A number of practicing S.C. attorneys have contacted The State in recent weeks expressing concerns about the Supreme Court’s handling of the matter. None has been willing to be identified publicly over fears their careers could be hurt.
But J. Christian Adams, general counsel for then-S.C. Secretary of State Jim Miles from 1993 to 1997 who now works in the U.S. Department of Justice’s election law section in Virginia, did speak on the record.
“For one thing, there are 20 lawyers who failed the bar,” said Adams, who stressed he was not speaking on behalf of the U.S. government. “There are 20 lawyers who do not have the skills to write a will.”
The bigger problem, he said, is the lack of oversight of the Supreme Court’s regulation of the profession.
“The court has no business regulating without oversight,” Adams said. “No branch of government ever should have powers that are not checked.”
Deborah Rhode, director of Stanford Law School’s Center on Ethics, said an outside review of the Supreme Court’s handling of the bar exam matter is needed. “Certainly, you’ve got the appearance of bias.”
“This is a classic illustration that you ought not to have ethical complaints against that body being resolved by that body,” said Rhode, who reviewed the Supreme Court’s statement on the issue at the request of The State.
“The problem,” she said, “is not that people are consciously acting to further their professional or personal concerns.
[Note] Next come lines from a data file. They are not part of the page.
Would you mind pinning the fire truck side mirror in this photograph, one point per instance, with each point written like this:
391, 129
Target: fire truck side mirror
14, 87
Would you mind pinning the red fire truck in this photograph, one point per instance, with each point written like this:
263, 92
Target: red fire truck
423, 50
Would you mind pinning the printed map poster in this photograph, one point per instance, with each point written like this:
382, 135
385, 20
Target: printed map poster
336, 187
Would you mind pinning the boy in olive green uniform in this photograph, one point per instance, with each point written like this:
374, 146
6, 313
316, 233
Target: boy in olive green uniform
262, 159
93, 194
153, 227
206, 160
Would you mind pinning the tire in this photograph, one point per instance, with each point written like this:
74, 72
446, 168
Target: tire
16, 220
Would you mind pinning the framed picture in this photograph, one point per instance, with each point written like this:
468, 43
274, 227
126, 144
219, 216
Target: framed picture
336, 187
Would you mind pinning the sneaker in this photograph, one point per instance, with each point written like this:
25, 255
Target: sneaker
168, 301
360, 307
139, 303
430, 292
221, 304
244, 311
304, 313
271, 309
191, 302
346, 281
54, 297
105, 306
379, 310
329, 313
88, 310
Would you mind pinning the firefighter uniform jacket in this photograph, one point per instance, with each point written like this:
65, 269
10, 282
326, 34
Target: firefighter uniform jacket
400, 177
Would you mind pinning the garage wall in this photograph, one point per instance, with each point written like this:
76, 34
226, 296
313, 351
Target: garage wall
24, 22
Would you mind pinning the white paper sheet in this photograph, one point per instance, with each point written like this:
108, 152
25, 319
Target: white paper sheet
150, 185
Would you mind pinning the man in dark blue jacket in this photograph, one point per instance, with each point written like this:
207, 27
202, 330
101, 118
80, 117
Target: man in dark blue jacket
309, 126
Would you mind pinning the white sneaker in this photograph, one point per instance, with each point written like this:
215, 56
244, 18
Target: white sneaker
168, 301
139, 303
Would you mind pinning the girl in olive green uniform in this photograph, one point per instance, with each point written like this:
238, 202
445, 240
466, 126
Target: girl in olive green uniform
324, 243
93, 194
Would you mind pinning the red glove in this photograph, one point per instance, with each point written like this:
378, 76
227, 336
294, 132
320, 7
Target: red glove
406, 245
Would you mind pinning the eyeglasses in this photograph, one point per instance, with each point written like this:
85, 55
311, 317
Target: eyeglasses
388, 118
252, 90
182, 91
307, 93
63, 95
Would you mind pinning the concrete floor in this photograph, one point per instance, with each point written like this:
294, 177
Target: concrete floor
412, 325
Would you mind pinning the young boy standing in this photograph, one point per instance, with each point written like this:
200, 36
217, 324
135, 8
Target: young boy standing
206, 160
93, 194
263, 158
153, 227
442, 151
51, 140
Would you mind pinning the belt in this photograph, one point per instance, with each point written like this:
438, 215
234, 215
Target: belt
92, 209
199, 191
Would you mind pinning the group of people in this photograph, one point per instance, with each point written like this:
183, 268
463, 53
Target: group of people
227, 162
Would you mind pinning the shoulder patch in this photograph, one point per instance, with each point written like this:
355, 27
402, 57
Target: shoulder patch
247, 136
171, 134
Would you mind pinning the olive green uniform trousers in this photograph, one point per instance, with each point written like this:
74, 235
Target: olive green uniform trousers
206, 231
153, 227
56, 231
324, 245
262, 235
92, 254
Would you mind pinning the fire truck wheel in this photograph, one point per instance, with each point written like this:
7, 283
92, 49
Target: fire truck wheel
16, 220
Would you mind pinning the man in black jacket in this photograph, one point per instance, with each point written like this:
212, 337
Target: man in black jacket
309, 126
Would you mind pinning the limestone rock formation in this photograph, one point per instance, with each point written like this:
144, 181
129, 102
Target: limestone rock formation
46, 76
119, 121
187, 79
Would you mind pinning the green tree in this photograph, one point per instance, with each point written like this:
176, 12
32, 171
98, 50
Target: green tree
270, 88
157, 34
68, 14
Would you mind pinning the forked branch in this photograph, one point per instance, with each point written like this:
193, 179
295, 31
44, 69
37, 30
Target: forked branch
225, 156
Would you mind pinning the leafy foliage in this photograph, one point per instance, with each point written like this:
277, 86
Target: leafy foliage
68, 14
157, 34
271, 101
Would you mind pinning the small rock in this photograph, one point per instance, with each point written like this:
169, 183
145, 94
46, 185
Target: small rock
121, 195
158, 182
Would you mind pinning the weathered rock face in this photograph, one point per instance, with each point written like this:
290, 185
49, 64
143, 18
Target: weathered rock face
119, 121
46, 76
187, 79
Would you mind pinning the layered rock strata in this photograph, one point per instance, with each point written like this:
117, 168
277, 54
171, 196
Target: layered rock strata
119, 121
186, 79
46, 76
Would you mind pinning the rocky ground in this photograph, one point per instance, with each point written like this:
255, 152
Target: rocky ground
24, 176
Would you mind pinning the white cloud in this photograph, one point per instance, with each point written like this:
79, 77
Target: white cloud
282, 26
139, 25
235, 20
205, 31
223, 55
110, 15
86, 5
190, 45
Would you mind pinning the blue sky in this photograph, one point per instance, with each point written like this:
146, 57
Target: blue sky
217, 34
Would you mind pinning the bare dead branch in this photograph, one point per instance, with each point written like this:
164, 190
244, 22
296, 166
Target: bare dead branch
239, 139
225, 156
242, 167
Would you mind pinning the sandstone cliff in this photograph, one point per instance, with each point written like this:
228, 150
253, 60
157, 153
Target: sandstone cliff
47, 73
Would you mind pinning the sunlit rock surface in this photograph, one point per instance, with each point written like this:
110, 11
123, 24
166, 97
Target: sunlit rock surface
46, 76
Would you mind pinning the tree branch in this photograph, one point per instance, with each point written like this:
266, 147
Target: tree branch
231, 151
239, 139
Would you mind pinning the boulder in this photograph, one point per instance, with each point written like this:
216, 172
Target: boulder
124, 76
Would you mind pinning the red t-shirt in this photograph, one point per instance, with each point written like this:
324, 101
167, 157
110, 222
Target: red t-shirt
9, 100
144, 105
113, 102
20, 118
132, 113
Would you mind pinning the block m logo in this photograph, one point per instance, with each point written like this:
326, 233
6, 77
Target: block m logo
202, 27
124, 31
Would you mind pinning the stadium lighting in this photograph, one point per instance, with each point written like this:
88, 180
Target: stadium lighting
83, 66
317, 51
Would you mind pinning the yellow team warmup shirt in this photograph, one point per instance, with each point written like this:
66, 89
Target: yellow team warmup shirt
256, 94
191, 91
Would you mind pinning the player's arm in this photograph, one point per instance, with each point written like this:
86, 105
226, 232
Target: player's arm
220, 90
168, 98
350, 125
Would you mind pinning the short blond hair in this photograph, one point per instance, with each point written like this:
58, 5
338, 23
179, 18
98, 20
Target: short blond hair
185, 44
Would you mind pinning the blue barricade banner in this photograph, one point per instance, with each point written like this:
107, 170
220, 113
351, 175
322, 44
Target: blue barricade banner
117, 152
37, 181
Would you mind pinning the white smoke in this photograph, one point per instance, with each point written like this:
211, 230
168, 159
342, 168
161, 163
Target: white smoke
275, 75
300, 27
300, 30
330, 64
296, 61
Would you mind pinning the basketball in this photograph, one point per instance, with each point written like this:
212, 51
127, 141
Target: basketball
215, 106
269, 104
It’s one of tunnel vision.”
In every state, the regulation of lawyers falls under the jurisdiction of that state’s highest court, according to the American Bar Association’s Center for Professional Responsibility.
But South Carolina, unlike at least 14 other states, doesn’t have any laws or court rules that require ethical complaints against its justices to be decided by special judicial panels, according to the American Judicature Society’s Center for Judicial Ethics.
The society is a nonpartisan organization of judges, lawyers and others that works to maintain the independence and integrity of the nation’s courts.
“Strangely, there’s been a rash of cases involving supreme court justices,” said Cynthia Gray, the center’s director, when contacted last week. “I hope it’s just a glitch.”
In the last 10 years, there were at least 17 disciplinary cases against supreme court justices nationwide, according to the center. Several of the cases involved justices who were charged with drinking and driving.
Adams, the former lawyer for then-S.C. Secretary of State Jim Miles, said a 2001 hit-and-run accident involving Chief Justice Toal illustrates why an outside review panel is needed.
Toal asked the state Office of Disciplinary Counsel — an arm of the Supreme Court — to investigate the accident in which she sideswiped an unoccupied parked car about a block from her Columbia home. Toal admitted she had been drinking before the accident, though she contended she was not drunk.
About a year later, a hearing panel of the Commission on Judicial Conduct — another branch of the Supreme Court — unanimously said Toal violated no judicial ethics rules, and there was no further action.
It was not clear whether Toal faced any disciplinary action stemming from another hit-and-run accident in March in which she didn’t immediately report backing into an unoccupied vehicle parked at Columbia Metropolitan Airport.
The S.C. Supreme Court typically has final say on any discipline involving lawyers or judges. Under court rules, Supreme Court justices under investigation are required to excuse themselves from their own cases, though there is no outside panel that can impose sanctions.
Had Toal been a justice in North Carolina, that state’s second highest court — the Court of Appeals — would have decided her punishment if sanctions were recommended in her 2001 case.
In Georgia, the state’s Judicial Qualifications Commission has the authority to impose sanctions against justices. If a justice objected to a punishment, a substitute court consisting of the commission chairperson and six immediate past chairpersons of the Council of Superior Court Judges would decide the sanction.